La République démocratique du Congo a toujours fonctionné dans une logique établissant l’équilibre entre différentes régions du pays, aux dimensions continentales afin de pérenniser la paix et la stabilité du pays. C’est pour réhabiliter cette norme géopolitique, que certains leaders Ne Kongo, se réunissant dans une dynamique Bakongo, ont décidé de saisir le Président de la République Félix Tshisekedi afin de lui soumettre leur souhait de voir un ne Kongo prendre la tête de la société nationale d’électricité « SNEL ».
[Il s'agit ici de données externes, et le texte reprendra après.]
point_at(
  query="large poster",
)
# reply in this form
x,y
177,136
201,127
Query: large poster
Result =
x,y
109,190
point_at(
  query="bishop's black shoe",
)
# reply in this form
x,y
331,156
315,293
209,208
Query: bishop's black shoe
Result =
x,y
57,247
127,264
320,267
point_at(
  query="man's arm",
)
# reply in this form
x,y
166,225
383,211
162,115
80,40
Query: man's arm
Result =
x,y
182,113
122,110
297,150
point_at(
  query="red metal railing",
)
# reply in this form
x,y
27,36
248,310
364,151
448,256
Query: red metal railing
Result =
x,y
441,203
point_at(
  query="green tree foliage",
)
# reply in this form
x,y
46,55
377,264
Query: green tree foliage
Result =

Pour ces leaders Ne Kongo, aucun ressortissant du Congo central n’étant à la tête d’une institution ou à un poste stratégique pouvant confirmer l’apport de cette province dans la reconstruction de la RDC, il est important pour cette province d’occuper la tête de la « SNEL », dont la plus grande production de l’énergie proviendrait du Congo central.
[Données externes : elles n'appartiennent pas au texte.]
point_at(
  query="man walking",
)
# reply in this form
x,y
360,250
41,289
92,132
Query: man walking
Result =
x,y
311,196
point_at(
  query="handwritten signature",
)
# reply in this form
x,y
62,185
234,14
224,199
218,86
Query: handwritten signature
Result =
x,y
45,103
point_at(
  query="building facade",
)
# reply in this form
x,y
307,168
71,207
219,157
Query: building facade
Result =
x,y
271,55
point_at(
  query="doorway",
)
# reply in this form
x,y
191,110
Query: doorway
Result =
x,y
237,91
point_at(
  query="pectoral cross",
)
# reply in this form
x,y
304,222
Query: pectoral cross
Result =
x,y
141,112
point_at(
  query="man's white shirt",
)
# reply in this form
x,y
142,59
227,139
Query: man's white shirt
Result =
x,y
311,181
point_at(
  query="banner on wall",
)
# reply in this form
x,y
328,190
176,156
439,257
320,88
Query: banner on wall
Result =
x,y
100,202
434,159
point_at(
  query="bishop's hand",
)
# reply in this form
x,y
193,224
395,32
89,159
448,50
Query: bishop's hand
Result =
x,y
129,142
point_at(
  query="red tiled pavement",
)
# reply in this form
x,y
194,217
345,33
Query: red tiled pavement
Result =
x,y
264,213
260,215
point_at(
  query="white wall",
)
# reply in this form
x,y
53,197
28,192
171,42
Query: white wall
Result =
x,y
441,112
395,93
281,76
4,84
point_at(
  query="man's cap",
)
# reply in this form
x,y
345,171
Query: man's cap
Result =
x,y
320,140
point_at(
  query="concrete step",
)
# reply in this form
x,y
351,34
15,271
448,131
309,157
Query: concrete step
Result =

Les leaders Ne Kongo rappellent dans un memo à destination du chef de l’Etat, garant du bon fonctionnement des institutions, que le projet Grand Inga dont les racines sont au Congo central et qui produira jusqu’à 40.000 MW d’électricité, plus de deux fois la production d’énergie du barrage des trois gorches en chine, et plus d’un tiers de l’électricité totale actuellement produite en Afrique, est un bien qui sera d’abord protégé par les Ne Kongo. Ils réclament, de ce fait la désignation d’un DG Ne Kongo à la tête de la société.

La Société Nationale d’électricité qui était un grand projet lancé par le maréchal Mobutu avec le grand barrage d’Inga, avait pour vocation de servir de socle à l’économie du Zaïre, puissance minière et scandale géologique. Il fallait, grâce à l’énergie, transformer les richesses naturelles en produits consommables qui profiteraient à chaque congolais. Contrairement à aujourd’hui où la Snel n’exporte plus un seul mégawatts d’énergie, cette société qui est considérée comme une véritable vache à lait alimentait, jadis, une bonne partie de l’Afrique.
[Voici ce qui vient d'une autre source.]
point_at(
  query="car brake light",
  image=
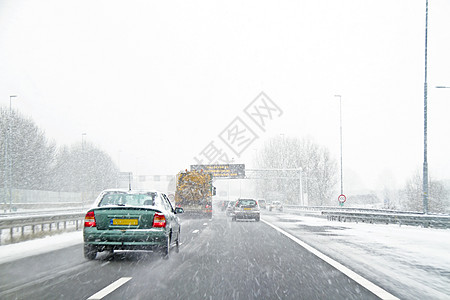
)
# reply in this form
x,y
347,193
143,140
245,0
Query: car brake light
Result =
x,y
159,220
89,219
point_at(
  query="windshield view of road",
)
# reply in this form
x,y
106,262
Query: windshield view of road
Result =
x,y
224,149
Malgré sa dimension et ses potentialités à faire de la RDC une puissance, la SNEL, que même le prédécesseur de Félix Tshisekedi, Joseph Kabila avait placé dans ses priorités, n’a jamais réussi à redécoller encore moins à devenir le socle de l’émergence du Congo.
Plusieurs projets ont englouti des financements énormes, Banque mondiale, banque européenne pour le développement, Banque Africaine, partenariat public-privé, n’ont jamais conduit aux résultats.

L’affaire BHP Billiton en est une parfaite illustration. Aujourd’hui malheureusement, le comité Kayombo, n’arrive pas à faire décoller cette société, qui comme un trou noir ne cesse d’engloutir des moyens financiers importants sans retour sur investissement. Les leaders du Congo centrale souhaitent redorer ses notes des noblesses à la SNEL et explique cela à travers le mémorandum à destination du chef de l’Etat et un autre en direction de son prédécesseur, Joseph Kabila, patron du FCC pour que même dans la logique des partages, qu’il recommande un « Ne kongo » pour nomination par le chef de l’Etat.